Any reporter who’s covered Mitt Romney this election season knows there are people in his campaign—and legions more in the GOP professional class—who don’t like Stuart Stevens, his chief strategist. Thanks to pieces yesterday in Politico and The New York Times, we’ve learned something new: These people really don’t like Stuart Stevens.
The basic knock on Stevens to this point has been that the campaign has lacked imagination or ambition: There’s been nothing remotely innovative about any policy it’s proposed or any message it’s field-tested. Just a monotonous insistence that Obama hasn’t revived the economy, which looked like a winning strategy a year ago but has felt a bit lacking in recent months. Well, that and people consider Stevens a self-promoting dilettante. (Did I mention they don't like him?)
The recent stories review these old charges and add a new one: that Stevens mismanaged the GOP convention, which, when compared to Obama’s more successful affair, left Romney vulnerable two months from Election Day. In particular, the Politico piece alleges that the making of Romney’s speech, which Stevens oversaw, was a minor disaster, leading to such unforced errors as the omission of the word “Afghanistan.”
I’m not a die-hard Stevens defender. While profiling him this summer, I became convinced he underestimated the power of conservatives, then overcompensated when it became clear Romney had a rebellion on his hands in the primaries. My feeling is that Romney has basically been running backwards this whole election cycle. He kicked off the campaign as a relative moderate, moved rightward to lock up the nomination, doubled-down on his conservative positions early in the general-election, and has yet to move back to the center. Romney did this even though the conservative desire to oust Obama is so complete that, as a practical matter, he had near-endless room to maneuver in.
Having said that, I think Stevens is only a symptom of the problem, not the problem itself. The Politico piece concedes that “Romney ultimately bears responsibility for the decisions he personally oversaw” and that “whatever Stevens’ shortcomings, presidential candidates get the campaigns they want.” These read like dutiful “to be sure” concessions in a piece that casts Stevens as a cancer on Team Romney. But I think they’re much, much truer in this case than they are in most campaigns.

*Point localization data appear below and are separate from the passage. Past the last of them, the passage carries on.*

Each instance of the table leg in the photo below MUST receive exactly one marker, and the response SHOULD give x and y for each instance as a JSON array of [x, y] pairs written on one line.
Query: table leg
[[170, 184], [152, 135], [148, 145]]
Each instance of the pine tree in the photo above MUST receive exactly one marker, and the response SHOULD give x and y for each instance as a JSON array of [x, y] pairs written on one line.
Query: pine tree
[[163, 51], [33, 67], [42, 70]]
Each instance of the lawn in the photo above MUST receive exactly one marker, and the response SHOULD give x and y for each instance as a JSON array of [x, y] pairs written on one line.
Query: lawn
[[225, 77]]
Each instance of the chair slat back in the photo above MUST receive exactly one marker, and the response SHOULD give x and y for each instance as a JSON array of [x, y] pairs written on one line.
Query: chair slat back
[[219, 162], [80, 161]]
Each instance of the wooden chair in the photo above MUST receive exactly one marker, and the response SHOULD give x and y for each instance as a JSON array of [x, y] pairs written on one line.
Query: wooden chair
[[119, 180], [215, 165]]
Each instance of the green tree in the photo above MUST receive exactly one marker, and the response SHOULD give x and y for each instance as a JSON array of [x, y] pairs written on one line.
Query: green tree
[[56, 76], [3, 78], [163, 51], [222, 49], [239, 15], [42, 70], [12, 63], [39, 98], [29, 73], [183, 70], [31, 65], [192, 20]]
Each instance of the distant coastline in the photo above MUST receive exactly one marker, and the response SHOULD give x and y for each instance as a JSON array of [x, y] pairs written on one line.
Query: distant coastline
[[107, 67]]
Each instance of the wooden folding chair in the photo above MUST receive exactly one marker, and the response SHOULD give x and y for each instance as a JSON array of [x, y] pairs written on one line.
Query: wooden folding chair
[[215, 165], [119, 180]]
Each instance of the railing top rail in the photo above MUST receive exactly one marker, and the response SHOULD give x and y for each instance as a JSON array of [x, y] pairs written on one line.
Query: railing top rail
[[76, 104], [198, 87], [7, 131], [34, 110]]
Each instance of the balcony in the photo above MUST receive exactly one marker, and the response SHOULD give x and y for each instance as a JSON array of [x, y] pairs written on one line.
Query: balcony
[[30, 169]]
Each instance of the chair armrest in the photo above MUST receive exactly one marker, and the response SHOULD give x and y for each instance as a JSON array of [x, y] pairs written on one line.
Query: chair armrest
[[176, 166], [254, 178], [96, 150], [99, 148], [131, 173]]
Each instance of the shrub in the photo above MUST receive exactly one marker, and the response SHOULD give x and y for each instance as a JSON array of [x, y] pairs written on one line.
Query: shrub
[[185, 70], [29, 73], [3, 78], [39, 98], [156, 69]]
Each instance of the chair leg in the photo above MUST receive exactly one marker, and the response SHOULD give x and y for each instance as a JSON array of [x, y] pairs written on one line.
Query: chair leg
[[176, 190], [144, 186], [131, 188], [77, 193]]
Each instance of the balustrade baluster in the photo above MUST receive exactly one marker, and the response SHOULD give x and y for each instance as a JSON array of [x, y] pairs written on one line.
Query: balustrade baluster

Take the convention-speech criticism. I’m more than willing to believe, as Politico reports, that Stevens went through a variety of speechwriters before deciding, relatively late in the game, to huddle with Romney so they could write the speech themselves. But I’d be pretty surprised if it was a unilateral decision by Stevens. Romney considers himself to be a pretty solid writer and he’s always been a big presence in his own speechwriting shop—much more so than most candidates. If he agreed to crash a new speech with time running out, I’d guess it’s because he deemed the available material lacking or poorly suited to him.
As for Afghanistan, Romney isn’t brain-dead. He knows there are Americans dying over there; he knew what was and wasn’t in his speech. If it somehow didn’t occur to him to mention the former in the latter, or if it did occur to him and he opted against it, then that’s a reflection of his own state of mind, not a staff problem. (An aside: Given that the only real piece of news in these pieces surrounds the convention speech, and given that one of Romney’s speechwriters has a well-established history of knifing his colleagues, it’s easy to imagine where this latest round of recriminations might emanate from.)
More broadly, Romney really did get “the campaign he wanted,” and in a much more explicit way than people realize. My own view of why Romney hired Stevens, based on interviews I did with campaign officials while working on my profile, is that Romney didn’t want to disown the health care reform bill that was his signature accomplishment as Massachusetts governor. Problem was, at the time he was preparing to run for president, pretty much every Republican around insisted he had no choice—it was either ditch health care or lose the nomination. Everyone, that is, except Stevens, who felt Romney could survive the primaries as a relative moderate so long as he channeled the Tea Party’s anti-Obama rage. Romney liked what he heard and they gave it a go.
This, I'd argue, is why Romney feels so loyal to Stevens to this day. Obviously Stevens’ master plan didn’t work out flawlessly—Romney had to move pretty far right on immigration and fiscal policy to lock up the nomination. But in a narrow way Stevens turned out to be right: Romney never did have to disown his precious health-care reform baby. And so, during the inevitable moments of angst, Stevens has always been able to say to his boss, “Remember how everyone in politics told us we were idiots during the primaries, and how we proved them all wrong? Well, this time is no different.” That bond is why, convention miscues or not, I doubt Stuart Stevens is going anywhere between now and Election Day.